A lot of the economic growth stuff that might have been better placed back in the Ming, like New World crops, ends up in the Qing.
He has a lot of cool technological and social change stuff in here, but he always seems to imply that the changes were driven by the policy choices of a developmental state. This of course was not true. While there was plenty of economic progress in the Ming and Qing they did not have modern governments trying to encourage such things any more than the Han or the Song did.
The foreigners are of course problematic, and he deals with them well.
We do of course get the opium trade and the unequal treaties, although I can imagine much more anti-foreign treatments of this. Liu has the problem of explaining what went wrong with China. It was certainly not that the Qing was hopelessly corrupt and backward. Zeng Guofan and Li Hongzhang are both treated positively.

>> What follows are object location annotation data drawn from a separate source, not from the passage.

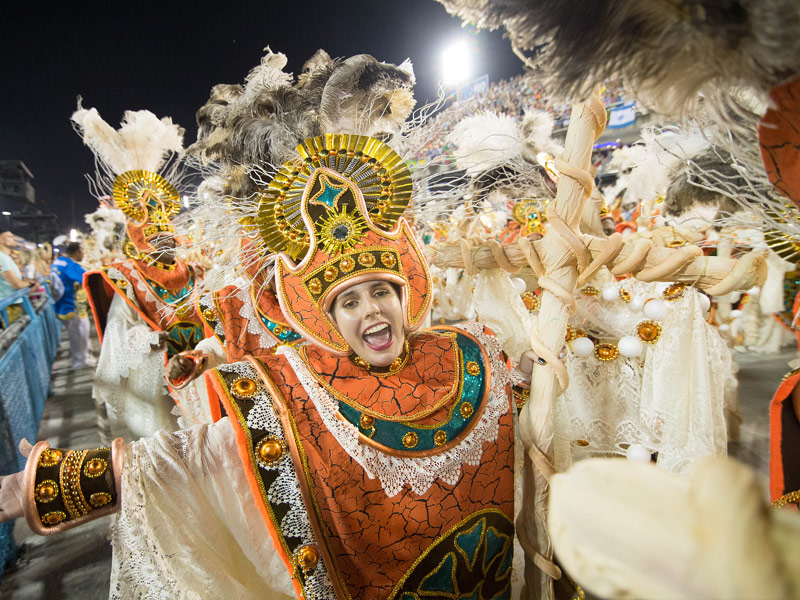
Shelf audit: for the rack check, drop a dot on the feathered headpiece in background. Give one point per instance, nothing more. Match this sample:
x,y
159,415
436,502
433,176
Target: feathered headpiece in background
x,y
246,132
667,51
140,165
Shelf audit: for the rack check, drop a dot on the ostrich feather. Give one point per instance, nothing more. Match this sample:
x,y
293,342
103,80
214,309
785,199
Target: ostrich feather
x,y
668,51
143,141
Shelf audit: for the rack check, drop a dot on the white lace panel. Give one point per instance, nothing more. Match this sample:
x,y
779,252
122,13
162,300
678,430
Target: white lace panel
x,y
129,377
671,400
285,489
188,528
418,473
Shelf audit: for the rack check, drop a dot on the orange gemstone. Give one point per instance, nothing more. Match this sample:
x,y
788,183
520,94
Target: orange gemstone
x,y
606,351
648,331
46,491
330,274
95,467
307,557
53,518
466,410
410,439
244,387
315,286
269,450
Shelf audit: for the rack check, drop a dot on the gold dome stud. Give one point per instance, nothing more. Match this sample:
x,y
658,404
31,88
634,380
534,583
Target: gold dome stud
x,y
53,518
649,331
366,260
674,292
50,457
95,467
100,499
244,388
46,491
330,273
307,557
606,352
410,439
315,286
388,260
269,450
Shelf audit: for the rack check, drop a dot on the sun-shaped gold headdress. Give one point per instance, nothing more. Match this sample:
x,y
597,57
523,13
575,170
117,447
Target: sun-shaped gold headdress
x,y
379,173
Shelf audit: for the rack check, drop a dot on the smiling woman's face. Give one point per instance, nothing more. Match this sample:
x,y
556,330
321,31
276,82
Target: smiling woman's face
x,y
369,316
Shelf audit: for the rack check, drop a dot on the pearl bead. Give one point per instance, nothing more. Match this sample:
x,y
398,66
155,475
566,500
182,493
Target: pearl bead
x,y
705,302
636,303
519,285
655,309
610,293
630,346
638,453
583,346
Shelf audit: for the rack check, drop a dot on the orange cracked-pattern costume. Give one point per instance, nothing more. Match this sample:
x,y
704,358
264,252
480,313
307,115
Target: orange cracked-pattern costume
x,y
163,299
448,541
779,136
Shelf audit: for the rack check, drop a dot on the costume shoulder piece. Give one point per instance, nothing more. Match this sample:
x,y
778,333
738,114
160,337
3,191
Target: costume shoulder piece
x,y
459,458
246,322
784,433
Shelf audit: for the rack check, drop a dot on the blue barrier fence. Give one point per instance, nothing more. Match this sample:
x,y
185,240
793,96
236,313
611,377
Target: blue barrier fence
x,y
30,344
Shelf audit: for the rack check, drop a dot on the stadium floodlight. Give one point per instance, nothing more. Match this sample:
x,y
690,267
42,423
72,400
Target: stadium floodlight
x,y
456,63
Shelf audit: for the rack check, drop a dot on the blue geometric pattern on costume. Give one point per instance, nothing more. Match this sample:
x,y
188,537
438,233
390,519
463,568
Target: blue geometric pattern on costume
x,y
173,297
391,434
282,332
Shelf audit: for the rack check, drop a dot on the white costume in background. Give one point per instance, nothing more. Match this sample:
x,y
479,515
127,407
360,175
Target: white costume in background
x,y
129,379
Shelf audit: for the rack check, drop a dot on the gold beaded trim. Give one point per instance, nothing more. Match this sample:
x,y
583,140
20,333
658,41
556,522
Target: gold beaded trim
x,y
70,476
790,498
100,499
95,467
46,491
50,458
674,292
53,518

Nor is it that the foreigners are all evil creatures of great evil evilness. The Japanese are treated pretty respectfully, and the hero of modernization is Phillo Norton McGiffin, the American naval officer who worked for China and fought at the battle of the Yalu.
Here he is in the book
Here he is before and after the battle.
Some comic artists like Art Speigelman will occasionally drop a photograph into the text, and this would be a good choice for that.
The real cause of China’s defeat, according the McGiffin was their lack of learning the modern knowledge he wanted to teach them and their outright cowardice in battle. The Battle of the Yalu has some of the most dramatic visuals of the whole series, and I wonder if Liu has been looking at the many Japanese prints of the battle.
Liu is rather critical of the upper class Chinese who served as officers in the Navy but failed to defend China or to do anything but worry about themselves. The elite takes another beating in the Boxer uprising. The Boxers are an interesting case for Liu. You could use them to show how annoying missionaries are, but Liu treats missionaries pretty well in this book. (They are after all, spreading foreign knowledge, which is good.) You could emphasize the revolutionary potential of the aroused Chinese peasantry, or the suffering of ordinary Chinese at the hands of the foreign armies, but neither of those are really his style. Instead he blames the whole thing on members of the traditional elite who are trying to stir up trouble by riling up the naive peasants.
It will be interesting to see what a volume 5 will be like, if there is one. Liu seems to see Chinese history as primarily a matter of the elite. When they are good, China is good. When their strong tendency to be greedy and self-serving takes over things go wrong. I’m not sure how well this will work for the Twentieth century, but it will be interesting to see.